Des serpents dans la famille

Quand le fait divers devient une légende urbaine. La problématique est posée. Une vieille femme est retrouvée morte dans son jardin infesté de vipères et sa fille est partie rapidement de la maison. Mais pourquoi donc? Dans ce petit village du Nord-Est du Portugal, les histoires étranges sont tenaces quand le mystère n’est pas éclairci. "Campo de Viboras" est un film de nuit, autant noyé de pluie que poursuivi par la lumière des feux. Il mêle le fantastique des apparitions et la réalité des familles éloignées qui se décomposent avant de se recomposer, oppose le troisième âge à la jeunesse des enfants, et dresse le portrait de Lurdes, une femme que l’on soupçonne d’être sorcière, ou mauvaise fille.

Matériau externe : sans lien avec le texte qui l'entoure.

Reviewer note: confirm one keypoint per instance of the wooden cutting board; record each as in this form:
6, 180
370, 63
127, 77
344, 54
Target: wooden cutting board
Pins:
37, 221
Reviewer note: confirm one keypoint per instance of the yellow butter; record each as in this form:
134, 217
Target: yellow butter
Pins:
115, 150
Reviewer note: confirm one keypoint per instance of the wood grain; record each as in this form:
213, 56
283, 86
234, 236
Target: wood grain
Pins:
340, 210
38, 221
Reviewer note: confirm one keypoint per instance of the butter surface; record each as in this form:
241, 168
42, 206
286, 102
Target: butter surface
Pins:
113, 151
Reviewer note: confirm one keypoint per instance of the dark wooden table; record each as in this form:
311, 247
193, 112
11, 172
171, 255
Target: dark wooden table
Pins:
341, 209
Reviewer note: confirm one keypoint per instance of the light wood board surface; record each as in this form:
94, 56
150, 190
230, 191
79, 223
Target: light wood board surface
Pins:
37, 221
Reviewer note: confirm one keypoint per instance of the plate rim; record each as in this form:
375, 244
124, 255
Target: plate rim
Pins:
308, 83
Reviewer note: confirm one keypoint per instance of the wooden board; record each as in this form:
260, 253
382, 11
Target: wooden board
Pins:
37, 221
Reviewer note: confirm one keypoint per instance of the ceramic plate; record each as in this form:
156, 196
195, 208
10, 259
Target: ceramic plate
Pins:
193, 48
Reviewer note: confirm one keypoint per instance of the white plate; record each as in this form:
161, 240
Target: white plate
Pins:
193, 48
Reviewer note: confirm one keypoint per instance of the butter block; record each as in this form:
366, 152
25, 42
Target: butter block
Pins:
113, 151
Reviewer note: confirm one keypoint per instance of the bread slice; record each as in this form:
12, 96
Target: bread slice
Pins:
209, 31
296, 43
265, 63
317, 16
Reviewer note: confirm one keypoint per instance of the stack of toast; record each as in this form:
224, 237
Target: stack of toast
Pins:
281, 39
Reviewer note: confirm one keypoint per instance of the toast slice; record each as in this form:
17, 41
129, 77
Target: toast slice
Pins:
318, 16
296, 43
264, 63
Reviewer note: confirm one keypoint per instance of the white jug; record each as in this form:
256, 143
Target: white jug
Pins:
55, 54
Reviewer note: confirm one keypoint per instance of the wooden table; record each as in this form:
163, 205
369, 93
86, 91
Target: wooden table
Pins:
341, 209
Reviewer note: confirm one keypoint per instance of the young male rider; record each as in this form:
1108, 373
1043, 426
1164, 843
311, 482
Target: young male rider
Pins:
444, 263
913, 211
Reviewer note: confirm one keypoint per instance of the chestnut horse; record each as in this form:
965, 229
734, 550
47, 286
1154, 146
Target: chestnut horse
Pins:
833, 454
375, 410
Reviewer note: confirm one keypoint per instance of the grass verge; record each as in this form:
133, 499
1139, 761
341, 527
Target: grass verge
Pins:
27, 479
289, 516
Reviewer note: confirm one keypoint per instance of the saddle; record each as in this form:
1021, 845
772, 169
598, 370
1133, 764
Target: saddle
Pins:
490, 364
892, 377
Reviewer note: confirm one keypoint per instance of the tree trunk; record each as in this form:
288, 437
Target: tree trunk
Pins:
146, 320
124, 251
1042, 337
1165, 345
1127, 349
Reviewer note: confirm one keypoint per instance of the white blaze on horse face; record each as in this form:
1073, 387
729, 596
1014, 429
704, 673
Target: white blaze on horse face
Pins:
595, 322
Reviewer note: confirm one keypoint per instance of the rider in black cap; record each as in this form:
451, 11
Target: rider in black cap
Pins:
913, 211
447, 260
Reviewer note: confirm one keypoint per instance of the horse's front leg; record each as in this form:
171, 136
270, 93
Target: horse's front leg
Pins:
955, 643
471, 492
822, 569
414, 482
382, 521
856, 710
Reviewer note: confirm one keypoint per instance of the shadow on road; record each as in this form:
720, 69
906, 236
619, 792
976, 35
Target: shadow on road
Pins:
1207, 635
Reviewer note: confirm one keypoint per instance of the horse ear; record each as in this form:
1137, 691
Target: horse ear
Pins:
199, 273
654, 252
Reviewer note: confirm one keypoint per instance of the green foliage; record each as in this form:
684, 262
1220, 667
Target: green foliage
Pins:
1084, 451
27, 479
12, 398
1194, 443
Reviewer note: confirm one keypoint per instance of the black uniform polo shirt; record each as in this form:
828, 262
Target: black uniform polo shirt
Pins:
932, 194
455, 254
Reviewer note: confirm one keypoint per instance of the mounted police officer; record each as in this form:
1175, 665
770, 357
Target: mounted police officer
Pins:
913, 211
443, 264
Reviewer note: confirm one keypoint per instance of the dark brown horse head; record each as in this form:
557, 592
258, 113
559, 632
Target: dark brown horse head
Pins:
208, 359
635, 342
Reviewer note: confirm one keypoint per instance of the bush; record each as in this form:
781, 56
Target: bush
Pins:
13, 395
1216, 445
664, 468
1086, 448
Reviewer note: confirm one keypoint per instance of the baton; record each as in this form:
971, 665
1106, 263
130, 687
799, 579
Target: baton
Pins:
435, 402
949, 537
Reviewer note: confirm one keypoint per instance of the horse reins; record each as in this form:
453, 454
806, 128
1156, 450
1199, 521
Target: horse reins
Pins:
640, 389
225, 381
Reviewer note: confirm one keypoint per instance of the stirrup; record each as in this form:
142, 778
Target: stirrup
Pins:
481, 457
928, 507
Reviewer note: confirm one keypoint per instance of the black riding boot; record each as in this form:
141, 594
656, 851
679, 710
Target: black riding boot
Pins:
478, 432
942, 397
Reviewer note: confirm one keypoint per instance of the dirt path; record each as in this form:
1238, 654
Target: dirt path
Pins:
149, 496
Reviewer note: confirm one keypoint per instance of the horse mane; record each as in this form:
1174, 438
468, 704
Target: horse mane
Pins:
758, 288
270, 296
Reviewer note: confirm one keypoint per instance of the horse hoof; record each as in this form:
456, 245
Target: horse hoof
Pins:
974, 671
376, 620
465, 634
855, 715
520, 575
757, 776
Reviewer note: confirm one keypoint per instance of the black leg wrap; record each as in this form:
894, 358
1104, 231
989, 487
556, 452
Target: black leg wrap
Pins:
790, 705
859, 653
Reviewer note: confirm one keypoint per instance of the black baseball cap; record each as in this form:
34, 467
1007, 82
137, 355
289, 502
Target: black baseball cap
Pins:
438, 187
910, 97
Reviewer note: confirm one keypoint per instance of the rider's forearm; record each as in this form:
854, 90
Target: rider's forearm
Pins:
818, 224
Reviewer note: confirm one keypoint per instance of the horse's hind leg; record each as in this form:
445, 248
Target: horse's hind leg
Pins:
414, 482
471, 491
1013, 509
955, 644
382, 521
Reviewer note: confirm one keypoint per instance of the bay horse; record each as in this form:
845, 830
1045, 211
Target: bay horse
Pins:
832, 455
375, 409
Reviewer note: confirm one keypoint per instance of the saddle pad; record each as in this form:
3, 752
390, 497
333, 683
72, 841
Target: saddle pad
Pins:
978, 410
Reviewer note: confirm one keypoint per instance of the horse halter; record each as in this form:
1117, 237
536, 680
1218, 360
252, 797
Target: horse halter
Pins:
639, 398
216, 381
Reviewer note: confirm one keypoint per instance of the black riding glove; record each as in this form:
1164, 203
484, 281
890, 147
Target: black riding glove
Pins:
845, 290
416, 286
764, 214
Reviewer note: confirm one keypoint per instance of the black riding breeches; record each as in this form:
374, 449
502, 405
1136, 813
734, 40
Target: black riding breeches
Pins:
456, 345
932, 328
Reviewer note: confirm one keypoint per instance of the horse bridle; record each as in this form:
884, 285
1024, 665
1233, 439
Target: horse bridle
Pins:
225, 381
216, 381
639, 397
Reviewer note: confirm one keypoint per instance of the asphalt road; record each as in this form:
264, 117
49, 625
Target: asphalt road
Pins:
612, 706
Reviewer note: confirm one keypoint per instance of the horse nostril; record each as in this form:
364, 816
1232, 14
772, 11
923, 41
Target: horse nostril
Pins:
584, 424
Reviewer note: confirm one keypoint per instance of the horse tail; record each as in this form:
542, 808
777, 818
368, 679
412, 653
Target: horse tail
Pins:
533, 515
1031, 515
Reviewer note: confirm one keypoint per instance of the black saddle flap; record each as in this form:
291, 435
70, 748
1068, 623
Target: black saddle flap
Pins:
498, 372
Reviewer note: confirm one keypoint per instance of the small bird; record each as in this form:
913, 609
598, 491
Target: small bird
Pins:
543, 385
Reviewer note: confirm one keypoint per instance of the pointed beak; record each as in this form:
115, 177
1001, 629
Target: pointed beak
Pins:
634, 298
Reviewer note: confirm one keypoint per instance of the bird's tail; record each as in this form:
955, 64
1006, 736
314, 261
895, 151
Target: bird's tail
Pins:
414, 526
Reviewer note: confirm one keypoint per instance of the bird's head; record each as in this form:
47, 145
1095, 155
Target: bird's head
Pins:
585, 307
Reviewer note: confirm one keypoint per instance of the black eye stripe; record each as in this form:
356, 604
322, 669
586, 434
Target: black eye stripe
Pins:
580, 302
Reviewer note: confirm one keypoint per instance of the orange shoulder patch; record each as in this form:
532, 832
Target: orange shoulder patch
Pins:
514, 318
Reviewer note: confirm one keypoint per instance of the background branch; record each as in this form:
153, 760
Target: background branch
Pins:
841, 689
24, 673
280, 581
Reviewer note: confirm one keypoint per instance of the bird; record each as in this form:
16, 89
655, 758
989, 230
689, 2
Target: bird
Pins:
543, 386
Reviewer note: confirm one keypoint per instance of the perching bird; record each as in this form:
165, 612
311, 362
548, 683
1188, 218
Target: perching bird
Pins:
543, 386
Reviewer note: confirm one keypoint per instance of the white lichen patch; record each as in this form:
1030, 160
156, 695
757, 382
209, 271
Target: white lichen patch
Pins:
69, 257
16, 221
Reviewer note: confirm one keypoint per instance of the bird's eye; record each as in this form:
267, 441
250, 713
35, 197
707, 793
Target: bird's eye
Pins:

Mais ne serait-elle pas tout simplement une femme libre, entre deux cultures, deux pays, volontairement insaisissable ? Plus le spectateur avance dans le film, moins il la comprend, elle qui apparaissait pourtant les pieds sur terre, dans des affaires concrètes, quotidiennes, au début du film (nourrir les cochons, aller en ville, etc).  Apparitions étranges, l’homme à tête de loup, ou le tableau représentant un visage de sorcière avec un poignard dressé entre les deux yeux encadré de serpents, vont accroître le sentiment d’une réalité qui échappe, qui fuit au moment où on semble la saisir.

En compétition officielle au Festival de Clermont-Ferrand, "Campo de Viboras" préfigure un projet de long métrage que la cinéaste a commencé à préparer dans plusieurs laboratoires de création (Next Step, emergence…) et qui nous fera replonger dans un univers entre réalité et croyances imaginaires.